Sur les autres demandes
L’article 696 du code de procédure civile prévoit que la partie perdante est condamnée aux dépens, à moins que le juge, par décision motivée, n’en mette la totalité ou une fraction à la charge d’une autre partie.
En l’espèce, la SCPI ACCES VALEUR PIERRE ayant principalement succombé dans ses demandes sera condamnée aux entiers dépens.
L’article 700 du code de procédure civile prévoit que la partie condamnée aux dépens ou qui perd son procès peut être condamnée à payer à l’autre partie une somme destinée à compenser les frais exposés pour le procès et non compris dans les dépens. Dans ce cadre, le juge tient compte de l’équité ou de la situation économique des parties.
En l’espèce, la SCPI ACCES VALEUR PIERRE sera condamnée à payer à la SAS PROMOD la somme de 5.000 euros au titre de l’article 700 du code de procédure civile.

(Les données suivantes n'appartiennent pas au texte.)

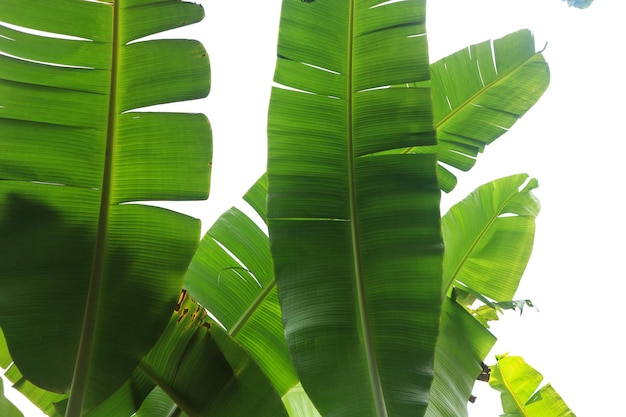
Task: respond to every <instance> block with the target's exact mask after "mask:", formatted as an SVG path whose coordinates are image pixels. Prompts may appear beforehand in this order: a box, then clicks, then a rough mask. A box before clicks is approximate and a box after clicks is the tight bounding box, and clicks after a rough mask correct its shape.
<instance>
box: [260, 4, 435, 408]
mask: <svg viewBox="0 0 626 417" xmlns="http://www.w3.org/2000/svg"><path fill="white" fill-rule="evenodd" d="M424 15H425V2H424V1H415V0H408V1H403V2H381V1H371V0H357V1H353V0H342V1H332V2H330V1H314V2H300V1H291V0H286V1H284V2H283V8H282V16H281V23H280V34H279V40H278V61H277V65H276V72H275V78H274V80H275V82H276V84H277V86H276V87H275V88H273V91H272V96H271V100H270V111H269V121H268V136H269V160H268V197H267V205H268V220H269V232H270V242H271V250H272V255H273V259H274V269H275V274H276V280H277V286H278V294H279V298H280V303H281V308H282V313H283V322H284V328H285V335H286V340H287V345H288V347H289V352H290V355H291V358H292V360H293V362H294V366H295V368H296V370H297V372H298V375H299V376H300V378H301V382H302V385H303V387H304V389H305V390H306V392H307V393H308V394H309V396H310V398H311V399H312V401H313V403H314V404H315V406H316V407H317V409H318V410H319V412H320V414H322V415H324V416H357V415H358V416H363V417H368V416H386V415H415V416H419V415H423V414H424V412H425V410H426V406H427V401H428V391H429V388H430V385H431V383H432V379H433V360H434V351H435V342H436V339H437V333H438V326H439V313H440V307H441V297H440V294H441V257H442V244H441V237H440V224H439V223H440V215H439V197H440V191H439V187H438V184H437V181H436V172H435V169H436V156H435V155H418V154H396V155H380V154H378V153H380V152H384V151H388V150H392V149H401V148H406V147H414V146H422V145H423V146H428V145H434V144H435V134H434V126H433V121H432V113H431V107H432V106H431V100H430V90H429V88H428V87H411V88H386V87H388V86H392V85H399V84H407V83H418V82H422V81H426V80H428V78H429V69H428V55H427V44H426V37H425V36H424V35H425V24H424Z"/></svg>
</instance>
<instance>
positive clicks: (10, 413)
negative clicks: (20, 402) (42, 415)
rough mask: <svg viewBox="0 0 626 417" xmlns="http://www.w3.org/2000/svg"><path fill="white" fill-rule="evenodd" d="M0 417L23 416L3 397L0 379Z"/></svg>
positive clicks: (17, 409)
mask: <svg viewBox="0 0 626 417" xmlns="http://www.w3.org/2000/svg"><path fill="white" fill-rule="evenodd" d="M0 416H2V417H24V414H23V413H22V412H21V411H20V410H19V409H18V408H17V407H16V406H15V404H13V403H12V402H11V401H9V400H8V399H7V398H6V397H5V396H4V383H3V381H2V379H0Z"/></svg>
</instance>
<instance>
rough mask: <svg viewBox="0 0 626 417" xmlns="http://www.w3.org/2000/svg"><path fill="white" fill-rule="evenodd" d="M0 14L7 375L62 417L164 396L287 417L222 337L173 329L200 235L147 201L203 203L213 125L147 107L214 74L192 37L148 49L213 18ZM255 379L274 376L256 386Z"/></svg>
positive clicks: (161, 9)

La SAS GRAND VISION FRANCE sera déboutée de sa demande au titre de l’article 700 du code de procédure civile.
PAR CES MOTIFS
Le tribunal, statuant publiquement par jugement contradictoire, en premier ressort, mis à disposition au greffe à la date du délibéré;
— Fixe l’indemnité d’occupation statutaire due par la SAS PROMOD à la SCPI ACCES VALEUR PIERRE à la somme annuelle de 287.500 euros hors taxes et hors charges pour la période du 1er octobre 2017 au 29 janvier 2021 ;
— Condamne la SAS PROMOD à payer à la SCPI ACCES VALEUR PIERRE la somme annuelle de 287.500 euros hors taxes et hors charges à titre d’indemnité d’occupation statutaire pour la période du 1er octobre 2017 au 29 janvier 2021 ;
— déboute la SCPI ACCES VALEUR PIERRE du surplus de ses demandes indemnitaires;
— Fixe l’indemnité d’éviction due à la locataire par la bailleresse à la somme de 2.740.300 euros, indemnité se décomposant comme suit :
— indemnité principale : 2.305.000 euros ;
— indemnité de frais de remploi : 230.500 euros ;
— indemnité de trouble commercial : 40.000 euros ;
— indemnité de déménagement : 10.500 euros ;
— indemnité de réinstallation : 144.000 euros ;
— indemnité de frais de licenciement : 6.800 euros ;
— indemnité de frais administratifs et commerciaux : 3.500 euros ;
— Condamne la SCPI ACCES VALEUR PIERRE à payer à la SAS PROMOD la somme globale de 2.740.300 euros au titre de l’indemnité d’éviction ;
— Déboute la SAS PROMOD du surplus de ses demandes indemnitaires ;
— Dit que la compensation s’opère de plein droit entre les créances réciproques de la SCPI ACCES VALEUR PIERRE et de la SAS PROMOD ;
— Condamne la SCPI ACCES VALEUR PIERRE aux entiers dépens (en ce, inclus les frais d’expertise judiciaire);
— Condamne la SCPI ACCES VALEUR PIERRE à payer à la SAS PROMOD la somme de 5.000 euros au titre de l’article 700 du code de procédure civile ;
— Déboute la SAS GRAND VISION FRANCE de ses demandes au titre de l’article 700 du code de procédure civile ;
— Rejette le surplus des demandes ;
— Rappelle que la présente décision est exécutoire de droit à titre provisoire
Fait et jugé à [Localité 16] le 16 Octobre 2025.